Second, the Western Balkans is clearly part of “core” Europe (whatever that may mean). If may be harder to sell EU accession of, say, Georgia or Ukraine to Western Europeans, but the Western Balkans is already surrounded by the EU.

Third, the region is important from a security perspective for Western Europe. This was reinforced quite clearly by the 2015-16 migration crisis. Surely, Western European politicians can make the case that a more developed Western Balkans, with better functioning institutions and more resources at the disposal of the state, is of clear benefit to Western Europe from a security perspective. And, moreover, that EU accession is the best way to guarantee this.

Finally, the idea that the Western Balkans will become a fiscal drain on EU resources does not stand up to much scrutiny. Even Serbia, the region’s biggest country, has an economy smaller than that of Lithuania. Combined, the six Western Balkan countries have an economy a bit bigger than Slovakia (see first chart below). If all six Western Balkan countries joined the EU tomorrow, and immediately reached an absorption capacity of EU funds level with the current top performer Hungary (a bit over 4% of gross national income net over the last five years), this would necessitate a barely noticeable increase in the size of net contributions from the likes of Germany and France. Meanwhile the impact of full access to the EU budget on the region’s development, and especially of much-needed public infrastructure investment, could be game-changing (see second chart below). 

A better way

It would be naïve to expect EU accession for the Western Balkans anytime soon. We have already expressed our scepticism that 2025 is realistic as a target date, even for Serbia and Montenegro. However, the starting of accession negotiations for Albania and North Macedonia should proceed without delay. Moreover, the EU must remain committed in its engagement with the reform process in the Western Balkans. Only with serious EU efforts, and the (still very strong) carrot of eventual membership, can the region forge a stronger development path and start to catch up with CESEE peers (see chart below). This includes taking a more hands-on approach to solving political conflicts in the region, improving governance standards, upgrading connectivity and infrastructure, deepening local capital markets, and helping the transition to digitalisation (for more details on these areas see our report on accession prospects from last year).

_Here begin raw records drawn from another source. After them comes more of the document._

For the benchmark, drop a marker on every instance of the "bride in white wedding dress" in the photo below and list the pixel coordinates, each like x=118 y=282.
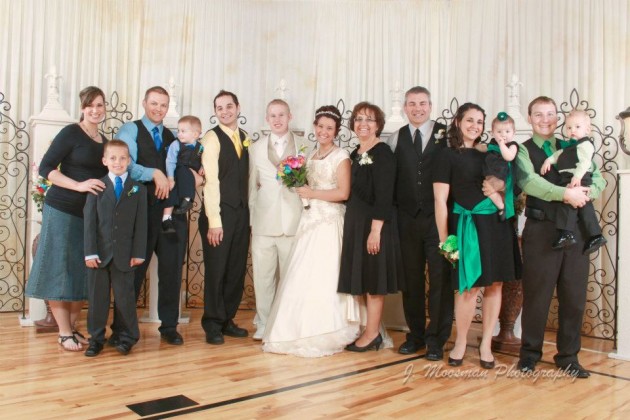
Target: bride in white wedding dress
x=308 y=317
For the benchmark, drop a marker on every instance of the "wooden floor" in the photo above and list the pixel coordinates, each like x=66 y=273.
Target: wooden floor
x=39 y=380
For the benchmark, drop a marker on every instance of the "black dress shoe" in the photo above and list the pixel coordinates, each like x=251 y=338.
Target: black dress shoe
x=576 y=370
x=123 y=348
x=434 y=354
x=485 y=364
x=173 y=337
x=113 y=340
x=374 y=344
x=93 y=349
x=526 y=365
x=565 y=240
x=593 y=244
x=215 y=338
x=232 y=330
x=410 y=347
x=455 y=362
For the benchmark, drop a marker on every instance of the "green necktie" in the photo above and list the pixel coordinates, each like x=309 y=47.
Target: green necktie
x=547 y=148
x=468 y=243
x=509 y=185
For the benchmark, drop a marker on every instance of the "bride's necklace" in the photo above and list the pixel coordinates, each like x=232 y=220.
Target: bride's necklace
x=320 y=157
x=93 y=136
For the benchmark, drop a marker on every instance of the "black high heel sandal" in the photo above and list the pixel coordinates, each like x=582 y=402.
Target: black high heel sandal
x=374 y=344
x=484 y=364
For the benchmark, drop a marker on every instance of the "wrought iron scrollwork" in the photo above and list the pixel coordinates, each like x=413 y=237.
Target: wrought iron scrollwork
x=116 y=114
x=14 y=201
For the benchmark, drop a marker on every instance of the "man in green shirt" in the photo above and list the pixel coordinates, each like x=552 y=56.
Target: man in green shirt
x=546 y=269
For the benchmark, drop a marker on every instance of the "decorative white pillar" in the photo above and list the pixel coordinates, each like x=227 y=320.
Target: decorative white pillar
x=395 y=120
x=513 y=109
x=44 y=127
x=623 y=269
x=172 y=115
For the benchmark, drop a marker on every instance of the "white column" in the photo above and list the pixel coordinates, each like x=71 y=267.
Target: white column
x=44 y=127
x=623 y=269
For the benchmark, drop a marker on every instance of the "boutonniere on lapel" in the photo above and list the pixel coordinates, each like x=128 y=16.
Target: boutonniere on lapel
x=439 y=135
x=133 y=190
x=365 y=159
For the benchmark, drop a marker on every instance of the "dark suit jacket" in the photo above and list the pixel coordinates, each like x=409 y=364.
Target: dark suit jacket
x=414 y=173
x=116 y=230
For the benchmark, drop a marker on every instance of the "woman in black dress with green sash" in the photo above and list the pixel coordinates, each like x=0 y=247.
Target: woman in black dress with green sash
x=485 y=243
x=371 y=263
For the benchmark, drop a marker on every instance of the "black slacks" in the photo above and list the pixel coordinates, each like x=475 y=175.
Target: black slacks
x=100 y=281
x=419 y=243
x=546 y=270
x=225 y=267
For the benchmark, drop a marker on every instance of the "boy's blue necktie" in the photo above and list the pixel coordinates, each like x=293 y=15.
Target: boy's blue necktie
x=118 y=187
x=156 y=138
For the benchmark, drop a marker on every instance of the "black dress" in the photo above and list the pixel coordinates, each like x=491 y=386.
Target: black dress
x=371 y=197
x=500 y=259
x=494 y=164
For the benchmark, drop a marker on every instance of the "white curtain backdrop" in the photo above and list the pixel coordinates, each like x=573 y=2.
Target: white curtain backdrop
x=326 y=50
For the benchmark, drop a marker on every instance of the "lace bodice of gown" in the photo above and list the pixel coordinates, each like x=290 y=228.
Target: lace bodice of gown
x=322 y=175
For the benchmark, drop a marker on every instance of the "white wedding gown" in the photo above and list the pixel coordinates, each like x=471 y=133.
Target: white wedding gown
x=308 y=317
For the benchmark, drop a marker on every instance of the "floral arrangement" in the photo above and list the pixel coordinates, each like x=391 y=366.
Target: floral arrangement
x=39 y=189
x=448 y=248
x=292 y=173
x=365 y=159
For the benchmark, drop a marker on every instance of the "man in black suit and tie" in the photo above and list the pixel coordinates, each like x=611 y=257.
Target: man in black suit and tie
x=416 y=147
x=115 y=239
x=148 y=141
x=224 y=220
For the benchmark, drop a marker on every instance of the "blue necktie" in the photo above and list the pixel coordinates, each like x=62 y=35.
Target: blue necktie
x=118 y=187
x=156 y=138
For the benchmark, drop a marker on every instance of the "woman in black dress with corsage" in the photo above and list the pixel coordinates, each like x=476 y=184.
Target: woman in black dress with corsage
x=485 y=244
x=74 y=165
x=371 y=263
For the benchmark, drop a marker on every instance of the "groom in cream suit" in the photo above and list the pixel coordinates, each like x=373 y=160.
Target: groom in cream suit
x=275 y=210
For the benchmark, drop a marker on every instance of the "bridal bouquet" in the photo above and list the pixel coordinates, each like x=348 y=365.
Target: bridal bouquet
x=292 y=173
x=448 y=248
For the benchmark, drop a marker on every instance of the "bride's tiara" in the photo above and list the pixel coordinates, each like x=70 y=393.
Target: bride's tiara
x=332 y=114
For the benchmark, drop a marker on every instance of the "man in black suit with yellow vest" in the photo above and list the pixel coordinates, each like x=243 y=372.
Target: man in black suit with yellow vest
x=417 y=147
x=148 y=141
x=224 y=220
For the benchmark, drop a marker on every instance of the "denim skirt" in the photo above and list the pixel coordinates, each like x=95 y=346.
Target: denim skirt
x=59 y=271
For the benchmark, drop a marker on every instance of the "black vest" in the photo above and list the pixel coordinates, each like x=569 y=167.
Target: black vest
x=233 y=172
x=189 y=157
x=414 y=174
x=537 y=156
x=149 y=156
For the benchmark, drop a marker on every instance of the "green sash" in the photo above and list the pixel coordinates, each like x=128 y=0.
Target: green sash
x=468 y=242
x=509 y=186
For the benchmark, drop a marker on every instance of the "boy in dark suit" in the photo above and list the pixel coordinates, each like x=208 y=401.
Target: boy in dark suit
x=115 y=242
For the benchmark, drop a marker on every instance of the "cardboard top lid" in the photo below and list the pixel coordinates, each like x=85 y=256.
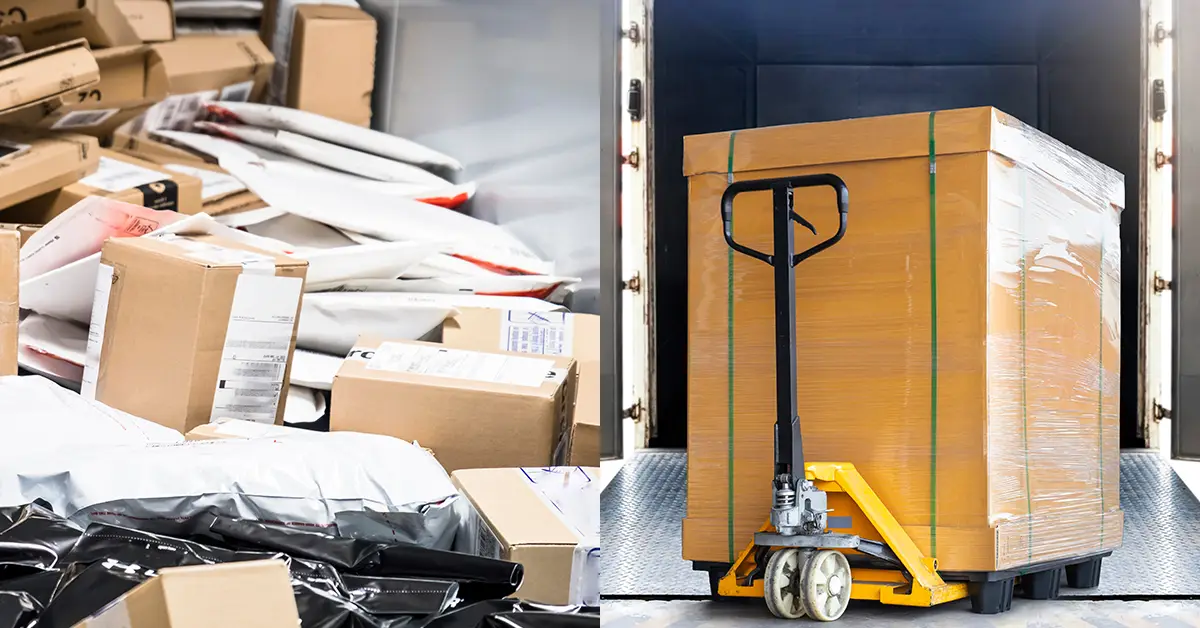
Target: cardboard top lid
x=203 y=251
x=366 y=362
x=514 y=509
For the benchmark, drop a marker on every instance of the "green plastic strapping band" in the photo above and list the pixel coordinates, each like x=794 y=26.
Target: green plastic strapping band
x=730 y=359
x=1099 y=377
x=933 y=326
x=1025 y=388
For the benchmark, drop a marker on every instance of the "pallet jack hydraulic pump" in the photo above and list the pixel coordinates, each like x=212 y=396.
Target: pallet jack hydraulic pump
x=803 y=561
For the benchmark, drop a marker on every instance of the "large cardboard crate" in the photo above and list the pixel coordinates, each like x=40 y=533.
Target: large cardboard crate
x=960 y=346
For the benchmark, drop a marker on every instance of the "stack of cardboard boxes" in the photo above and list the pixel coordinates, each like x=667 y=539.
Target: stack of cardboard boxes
x=189 y=332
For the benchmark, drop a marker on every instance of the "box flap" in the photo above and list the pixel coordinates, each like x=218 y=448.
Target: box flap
x=513 y=508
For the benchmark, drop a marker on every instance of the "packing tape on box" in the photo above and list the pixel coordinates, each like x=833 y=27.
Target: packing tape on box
x=574 y=496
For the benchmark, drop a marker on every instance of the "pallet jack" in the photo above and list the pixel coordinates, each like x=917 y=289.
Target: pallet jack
x=803 y=561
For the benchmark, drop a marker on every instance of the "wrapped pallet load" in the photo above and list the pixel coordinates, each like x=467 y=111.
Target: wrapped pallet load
x=960 y=346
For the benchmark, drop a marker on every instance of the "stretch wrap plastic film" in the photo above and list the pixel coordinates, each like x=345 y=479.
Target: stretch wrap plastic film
x=960 y=346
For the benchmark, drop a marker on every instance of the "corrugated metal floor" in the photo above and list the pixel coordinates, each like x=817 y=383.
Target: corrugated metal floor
x=642 y=508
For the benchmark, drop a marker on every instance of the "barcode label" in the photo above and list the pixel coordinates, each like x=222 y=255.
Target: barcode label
x=84 y=119
x=238 y=91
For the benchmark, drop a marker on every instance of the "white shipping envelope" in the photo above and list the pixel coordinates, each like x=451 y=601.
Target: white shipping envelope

If the EU does not do this, the role of other powers in the region will grow. This is unlikely to be positive, for the EU nor the Western Balkans. Russia’s influence can be overplayed, not least because it does not commit significant resources, but it has the potential to play a destabilising role in some countries. Meanwhile the arrival of China in the Western Balkans poses a more serious threat to the EU, owing to its potentially significant infrastructure investments. This also brings risks of higher corruption, a lack of spill-overs to the domestic economy, increased debt burdens, and unwelcome (from an EU perspective) political influence.

Conclusion: get serious

Even Ukraine with its Deep and Comprehensive Free Trade Agreement (DCFTA) is in some ways now more integrated with the EU than the Western Balkans is. Although Ukraine does not have the so-called “accession perspective” of the Western Balkans, the current stance from some EU capitals suggests that this in the end may have little meaning. Yet the Western Balkans belongs in the EU, and there is no way to get away from that, even if some would like to.